RFP

How to Prevent Your Medical Group From Getting Robbed of Its Staff

March 2, 2015

Ever watch those old black and white B-movie Westerns?

The bad guys would ride into town and rob the bank. “Hands up! Give us all the money!” And then off they’d ride carrying bags of cash.

What if the writers had put a different twist on how the bad guys robbed banks? Instead of grabbing all of the money and riding off with it, what if they just forced the banker out of the bank and took over the business? First Citizens Bank of Tumbleweed? No! First Bad Guys Bank of Tumbleweed? Yes!

Ha ha, someone is laughing. That’s ridiculous, they say.

Unfortunately, it’s not at all ridiculous. It happens all the time, except not at banks where it would be a crime but to medical groups, where it’s just good business.

A hospital informs the emergency medicine group that’s been providing services to it for the past 15 years pursuant to an exclusive contract that the contract won’t be renewed next August. Instead, the group’s physicians will be offered jobs with the hospital controlled medical group.

Or, a national group takes over the anesthesia contract at St. Mark’s Community Memorial Hospital and tells the local group that it will employ all of its members, well, not exactly all, those who don’t make the cut, like the local group’s executive committee members, should start looking for jobs elsewhere.

Again, what’s bank robbery in the Old West is “just business” at the hospital.

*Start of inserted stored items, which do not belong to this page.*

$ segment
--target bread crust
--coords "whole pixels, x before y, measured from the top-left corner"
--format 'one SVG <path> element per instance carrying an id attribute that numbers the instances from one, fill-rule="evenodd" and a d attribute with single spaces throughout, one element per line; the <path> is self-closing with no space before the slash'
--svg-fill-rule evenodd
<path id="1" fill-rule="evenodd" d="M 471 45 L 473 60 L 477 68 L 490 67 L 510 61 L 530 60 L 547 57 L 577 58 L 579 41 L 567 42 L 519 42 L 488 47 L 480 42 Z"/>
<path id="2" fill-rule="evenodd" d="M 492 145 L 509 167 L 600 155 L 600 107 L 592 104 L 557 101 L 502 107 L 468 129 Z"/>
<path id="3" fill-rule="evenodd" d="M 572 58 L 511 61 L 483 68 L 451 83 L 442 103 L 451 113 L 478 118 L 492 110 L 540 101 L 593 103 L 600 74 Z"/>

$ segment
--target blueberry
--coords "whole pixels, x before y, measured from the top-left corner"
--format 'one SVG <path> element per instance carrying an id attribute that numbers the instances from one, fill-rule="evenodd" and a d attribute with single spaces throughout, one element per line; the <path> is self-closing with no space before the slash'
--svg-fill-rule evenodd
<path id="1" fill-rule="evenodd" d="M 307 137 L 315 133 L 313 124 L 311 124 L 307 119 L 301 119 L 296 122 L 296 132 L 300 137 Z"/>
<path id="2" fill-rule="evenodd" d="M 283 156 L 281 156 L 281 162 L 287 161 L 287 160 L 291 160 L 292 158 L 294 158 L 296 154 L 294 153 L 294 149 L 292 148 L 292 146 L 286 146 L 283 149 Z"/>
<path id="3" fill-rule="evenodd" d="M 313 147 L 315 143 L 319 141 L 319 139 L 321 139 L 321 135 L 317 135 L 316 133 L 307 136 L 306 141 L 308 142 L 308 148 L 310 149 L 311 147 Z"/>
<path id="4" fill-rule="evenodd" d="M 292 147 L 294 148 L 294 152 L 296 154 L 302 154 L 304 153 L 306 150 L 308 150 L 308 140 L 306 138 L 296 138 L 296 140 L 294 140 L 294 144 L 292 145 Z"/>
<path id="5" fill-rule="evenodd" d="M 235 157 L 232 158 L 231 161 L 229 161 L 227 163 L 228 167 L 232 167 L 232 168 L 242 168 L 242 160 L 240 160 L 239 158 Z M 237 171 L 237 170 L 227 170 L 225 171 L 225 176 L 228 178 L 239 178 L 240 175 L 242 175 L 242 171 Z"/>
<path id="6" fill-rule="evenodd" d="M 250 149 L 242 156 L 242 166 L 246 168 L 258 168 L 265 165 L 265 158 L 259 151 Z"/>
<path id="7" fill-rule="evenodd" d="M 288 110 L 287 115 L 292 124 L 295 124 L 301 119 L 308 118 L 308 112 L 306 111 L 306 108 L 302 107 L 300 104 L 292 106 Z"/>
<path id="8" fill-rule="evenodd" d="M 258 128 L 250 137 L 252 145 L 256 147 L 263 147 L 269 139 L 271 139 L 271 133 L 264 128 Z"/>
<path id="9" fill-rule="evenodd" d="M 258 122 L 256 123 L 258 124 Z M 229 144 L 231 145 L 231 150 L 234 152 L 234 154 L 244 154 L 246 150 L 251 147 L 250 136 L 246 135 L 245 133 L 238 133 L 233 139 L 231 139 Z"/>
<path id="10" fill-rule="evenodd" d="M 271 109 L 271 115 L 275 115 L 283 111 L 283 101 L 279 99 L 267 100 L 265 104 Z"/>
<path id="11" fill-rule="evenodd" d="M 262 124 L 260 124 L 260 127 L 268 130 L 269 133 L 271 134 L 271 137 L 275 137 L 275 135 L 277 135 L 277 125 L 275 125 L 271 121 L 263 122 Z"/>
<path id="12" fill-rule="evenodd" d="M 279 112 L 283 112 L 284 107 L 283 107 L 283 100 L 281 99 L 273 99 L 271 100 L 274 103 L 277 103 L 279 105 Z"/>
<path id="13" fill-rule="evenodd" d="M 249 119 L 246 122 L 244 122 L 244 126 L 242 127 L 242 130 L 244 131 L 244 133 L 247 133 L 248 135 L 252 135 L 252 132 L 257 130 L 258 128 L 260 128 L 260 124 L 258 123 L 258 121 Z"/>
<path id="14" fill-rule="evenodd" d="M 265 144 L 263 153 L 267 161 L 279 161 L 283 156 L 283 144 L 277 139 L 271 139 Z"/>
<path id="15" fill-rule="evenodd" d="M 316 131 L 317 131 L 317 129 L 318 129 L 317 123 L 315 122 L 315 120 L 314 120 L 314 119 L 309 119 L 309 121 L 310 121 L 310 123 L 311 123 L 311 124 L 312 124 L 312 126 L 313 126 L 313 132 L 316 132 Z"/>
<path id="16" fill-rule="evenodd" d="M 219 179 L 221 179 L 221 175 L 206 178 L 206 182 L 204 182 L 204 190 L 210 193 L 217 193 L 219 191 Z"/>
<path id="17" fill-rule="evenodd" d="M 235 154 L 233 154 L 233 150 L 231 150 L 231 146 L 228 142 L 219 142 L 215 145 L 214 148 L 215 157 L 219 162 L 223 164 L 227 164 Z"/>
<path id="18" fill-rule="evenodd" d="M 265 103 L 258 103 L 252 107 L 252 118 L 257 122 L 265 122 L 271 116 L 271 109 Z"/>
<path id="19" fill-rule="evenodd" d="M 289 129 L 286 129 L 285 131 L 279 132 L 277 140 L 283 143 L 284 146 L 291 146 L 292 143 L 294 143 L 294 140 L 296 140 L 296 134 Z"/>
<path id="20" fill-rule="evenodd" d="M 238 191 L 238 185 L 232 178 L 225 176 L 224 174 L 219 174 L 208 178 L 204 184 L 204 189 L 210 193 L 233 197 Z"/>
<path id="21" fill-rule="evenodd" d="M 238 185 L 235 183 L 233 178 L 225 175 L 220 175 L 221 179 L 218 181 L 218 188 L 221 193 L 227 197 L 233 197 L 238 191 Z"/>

But that doesn’t mean that you have to make it easy for someone to drop a neutron bomb on your medical group, mooting your business structure and “liberating” your employees.

Groups interested in protecting their business (and note that this means both local groups as well as regional and national groups which are by their nature setting themselves up for the same danger) must assess both internal and external strategies to defeat being robbed. These includes things like covenants not to compete, the creation of fiduciary duties, placement fees, and nonsolicitation provisions.

Of course, there’s another category of protection to consider. That’s action taken over an extended period of time to reduce the chance that your group will ever be targeted for elimination.

No, the possibility can’t be completely obviated. It’s still the Wild West out there. But you can at least remove the “rob me” sticker that’s on your back.